MESLEĞİ BABAMDAN ÖĞRENDİM
Bedros Usta mesleği ve inceliklerini meşhur bir hakkak olan babası Ohannes Muradyan’dan öğrenmiş. Hayranlıkla bahsettiği babasının imal ettiği kalıplarla birçok firmanın işlerini büyüttüğünü ve zengin olduklarını anlatıyor.
Hakkaklığa nasıl başladığını ise şu sözlerle dile getiriyor: “Ben Maçka Endüstri Meslek Lisesi mezunuyum. Lise yıllarımdan beri bu işlerin içindeyim. Babam daha çok portre üzerine çalışırdı. Darphane’ye iş yapardı. Ben ondan öğrendiğim şeyleri geliştirmeye çalıştım. Eski dönemlerde madalyona çok önem verilirdi. Birçok madalyon tasarladım ve kalıbını yaptım. Emniyetin, askeriyenin düğme kalıplarını yaptım. Bugün maalesef pek talep olmuyor. Daha çok farklı çizimlerle yapılan işler… Para kazanmak zorundayız. Müşteri ne istiyorsa onu yapıyoruz.”
SANAT BİZE GENETİK MİRAS
Muradyanlar 400 yıldır İstanbul’da yaşayan köklü bir Ermeni aile… “Sanat bize genetik miras” diyen Bedros Usta’dan köklerini dinliyoruz: “Benim dedem 1880 doğumluydu. Kompozitördü. Hamparsum notasıyla kiliseye ilahiler yazardı. Hala ben de el yazması çalışmaları mevcuttur. Aynı zamanda da pırlanta üzerine eksperdi. Çok talebeler yetiştirmiştir. Onun babası da saray kuyumcusuydu.”

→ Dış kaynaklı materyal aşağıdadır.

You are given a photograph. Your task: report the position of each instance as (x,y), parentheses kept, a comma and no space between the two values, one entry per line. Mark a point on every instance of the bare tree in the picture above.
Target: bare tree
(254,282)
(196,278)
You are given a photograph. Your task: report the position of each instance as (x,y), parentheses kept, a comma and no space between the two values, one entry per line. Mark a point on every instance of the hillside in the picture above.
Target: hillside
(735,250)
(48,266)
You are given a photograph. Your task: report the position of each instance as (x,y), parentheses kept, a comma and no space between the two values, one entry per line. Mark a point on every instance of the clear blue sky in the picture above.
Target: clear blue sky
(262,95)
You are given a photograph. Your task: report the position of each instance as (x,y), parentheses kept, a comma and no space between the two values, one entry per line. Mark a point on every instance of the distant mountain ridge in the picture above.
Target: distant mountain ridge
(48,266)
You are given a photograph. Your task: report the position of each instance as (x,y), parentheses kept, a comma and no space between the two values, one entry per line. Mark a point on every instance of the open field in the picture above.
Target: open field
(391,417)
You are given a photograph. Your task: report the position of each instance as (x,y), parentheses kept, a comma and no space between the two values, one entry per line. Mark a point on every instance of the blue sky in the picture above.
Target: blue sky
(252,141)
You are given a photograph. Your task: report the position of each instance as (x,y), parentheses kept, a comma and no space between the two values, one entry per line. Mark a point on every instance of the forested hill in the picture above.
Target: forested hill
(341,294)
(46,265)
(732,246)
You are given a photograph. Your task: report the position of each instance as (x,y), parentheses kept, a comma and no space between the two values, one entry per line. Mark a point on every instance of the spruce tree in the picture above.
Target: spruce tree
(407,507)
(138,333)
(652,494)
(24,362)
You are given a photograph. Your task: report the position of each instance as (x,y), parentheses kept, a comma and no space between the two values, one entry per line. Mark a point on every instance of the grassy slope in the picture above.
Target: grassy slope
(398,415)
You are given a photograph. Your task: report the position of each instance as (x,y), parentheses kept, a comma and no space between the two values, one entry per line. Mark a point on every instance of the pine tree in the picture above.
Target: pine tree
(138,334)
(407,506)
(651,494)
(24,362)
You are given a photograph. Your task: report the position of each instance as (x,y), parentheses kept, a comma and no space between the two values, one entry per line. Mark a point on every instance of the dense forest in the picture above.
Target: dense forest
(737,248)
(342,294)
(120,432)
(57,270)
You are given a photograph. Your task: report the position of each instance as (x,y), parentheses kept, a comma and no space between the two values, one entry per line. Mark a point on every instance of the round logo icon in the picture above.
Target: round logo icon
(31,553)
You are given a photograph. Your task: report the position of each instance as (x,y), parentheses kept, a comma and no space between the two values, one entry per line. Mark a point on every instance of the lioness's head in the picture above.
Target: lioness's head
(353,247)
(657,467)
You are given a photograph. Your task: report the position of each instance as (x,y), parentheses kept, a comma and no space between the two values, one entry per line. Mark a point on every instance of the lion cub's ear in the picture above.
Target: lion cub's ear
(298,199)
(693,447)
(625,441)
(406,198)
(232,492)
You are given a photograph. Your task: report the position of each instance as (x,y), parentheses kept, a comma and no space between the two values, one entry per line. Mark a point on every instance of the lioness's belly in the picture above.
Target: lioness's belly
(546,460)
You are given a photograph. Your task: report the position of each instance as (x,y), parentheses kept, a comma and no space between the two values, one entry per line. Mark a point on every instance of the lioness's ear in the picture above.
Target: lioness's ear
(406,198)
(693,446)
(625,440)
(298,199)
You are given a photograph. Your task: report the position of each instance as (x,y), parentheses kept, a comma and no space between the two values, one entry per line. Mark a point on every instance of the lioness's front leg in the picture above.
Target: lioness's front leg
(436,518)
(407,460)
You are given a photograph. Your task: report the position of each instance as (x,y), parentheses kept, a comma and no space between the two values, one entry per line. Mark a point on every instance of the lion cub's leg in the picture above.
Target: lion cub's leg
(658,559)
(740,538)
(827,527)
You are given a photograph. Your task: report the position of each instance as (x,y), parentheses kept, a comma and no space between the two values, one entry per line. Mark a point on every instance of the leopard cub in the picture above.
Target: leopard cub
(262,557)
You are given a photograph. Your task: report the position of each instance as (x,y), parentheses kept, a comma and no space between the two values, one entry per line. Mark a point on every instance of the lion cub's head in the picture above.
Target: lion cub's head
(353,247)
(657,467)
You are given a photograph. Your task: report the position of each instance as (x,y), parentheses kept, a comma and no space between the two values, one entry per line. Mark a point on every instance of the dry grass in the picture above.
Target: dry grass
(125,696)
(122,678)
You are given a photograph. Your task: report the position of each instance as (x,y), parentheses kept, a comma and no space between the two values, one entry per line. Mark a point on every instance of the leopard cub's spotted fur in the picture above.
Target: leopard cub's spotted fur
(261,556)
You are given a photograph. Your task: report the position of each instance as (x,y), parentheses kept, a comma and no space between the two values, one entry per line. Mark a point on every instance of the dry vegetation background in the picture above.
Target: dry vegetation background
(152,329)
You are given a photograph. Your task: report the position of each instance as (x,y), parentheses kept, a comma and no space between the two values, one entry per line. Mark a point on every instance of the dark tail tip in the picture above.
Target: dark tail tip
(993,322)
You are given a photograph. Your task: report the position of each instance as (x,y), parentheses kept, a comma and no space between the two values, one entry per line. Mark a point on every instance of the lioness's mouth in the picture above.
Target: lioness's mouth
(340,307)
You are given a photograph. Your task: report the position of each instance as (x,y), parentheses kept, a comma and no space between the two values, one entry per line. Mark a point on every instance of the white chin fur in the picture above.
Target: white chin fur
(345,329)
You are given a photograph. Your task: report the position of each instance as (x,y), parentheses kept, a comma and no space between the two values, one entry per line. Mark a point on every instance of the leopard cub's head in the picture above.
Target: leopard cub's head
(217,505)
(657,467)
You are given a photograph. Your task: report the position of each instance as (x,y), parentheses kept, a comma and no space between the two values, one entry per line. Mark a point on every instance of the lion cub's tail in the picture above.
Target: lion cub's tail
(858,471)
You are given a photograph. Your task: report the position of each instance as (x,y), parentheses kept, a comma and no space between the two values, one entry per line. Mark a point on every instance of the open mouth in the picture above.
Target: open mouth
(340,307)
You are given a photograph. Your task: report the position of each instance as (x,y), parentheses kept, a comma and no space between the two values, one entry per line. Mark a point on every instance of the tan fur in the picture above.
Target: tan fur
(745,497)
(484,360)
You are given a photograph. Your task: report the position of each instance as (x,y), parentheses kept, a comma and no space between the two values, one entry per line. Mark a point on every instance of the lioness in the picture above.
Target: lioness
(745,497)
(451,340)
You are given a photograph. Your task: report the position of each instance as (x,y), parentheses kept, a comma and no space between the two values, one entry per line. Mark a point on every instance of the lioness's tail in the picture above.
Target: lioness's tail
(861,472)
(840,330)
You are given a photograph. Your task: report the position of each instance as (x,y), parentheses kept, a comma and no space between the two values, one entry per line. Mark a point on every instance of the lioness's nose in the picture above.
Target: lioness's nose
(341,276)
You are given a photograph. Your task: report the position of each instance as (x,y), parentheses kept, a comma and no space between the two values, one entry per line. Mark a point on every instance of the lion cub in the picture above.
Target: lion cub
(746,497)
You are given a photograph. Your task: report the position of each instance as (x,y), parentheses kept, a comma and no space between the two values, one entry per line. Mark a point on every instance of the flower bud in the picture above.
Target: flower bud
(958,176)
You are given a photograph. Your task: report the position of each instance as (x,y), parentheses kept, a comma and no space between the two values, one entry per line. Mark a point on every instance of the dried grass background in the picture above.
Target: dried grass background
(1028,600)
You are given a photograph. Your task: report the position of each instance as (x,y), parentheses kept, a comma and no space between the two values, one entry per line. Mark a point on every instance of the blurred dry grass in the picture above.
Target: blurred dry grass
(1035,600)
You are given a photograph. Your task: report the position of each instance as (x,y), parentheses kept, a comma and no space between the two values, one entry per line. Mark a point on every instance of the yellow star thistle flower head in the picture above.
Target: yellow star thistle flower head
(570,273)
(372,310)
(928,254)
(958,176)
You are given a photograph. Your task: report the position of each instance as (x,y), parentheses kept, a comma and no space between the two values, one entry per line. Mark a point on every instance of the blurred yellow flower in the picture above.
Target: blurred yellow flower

Bir ara 10-15 metrekerelik dükkanında hiç erişilemeyecek uzaklara dalan Bedros Usta, babasının imzasını taşıyan Kumkapı’daki Ermeni Kilisesi avlusunda yer alan Kazaz Artin büstünü ve Artin’in hikayesini anlatmaya koyuluyor:
Kazan Artin namıyla meşhur Artin Bezciyan ünlü bir banker ve hayırsever. Sultan II. Mahmud’un sarrafbaşısı ve Darphane-i Amire’nin emini. Döneminde pratik zekasıyla sorunları çözmesiyle öne çıkıyor. Osmanlı-Rus savaşı sonrasında (1833) Ruslara ödenecek borcun tazmini için paradaki bakır oranını yükseltip bir tür devülasyon yaparak devlete büyük gelir sağlıyor ve Sultan Mahmud tarafından, en yüksek nişan olan “Tasvir-i Hümayûn”la ödüllendiriliyor. Rivayet odur ki bu süreçte Sultan II. Mahmut yetkilerini üç günlüğüne, günün meşhur adamı Kazaz Artin’e bırakıyor. Artin’de da bu yetkiyle Kapalıçarşı’daki bütün sarraf ve kuyumculardan altın toplayıp bakır paralar basıyor.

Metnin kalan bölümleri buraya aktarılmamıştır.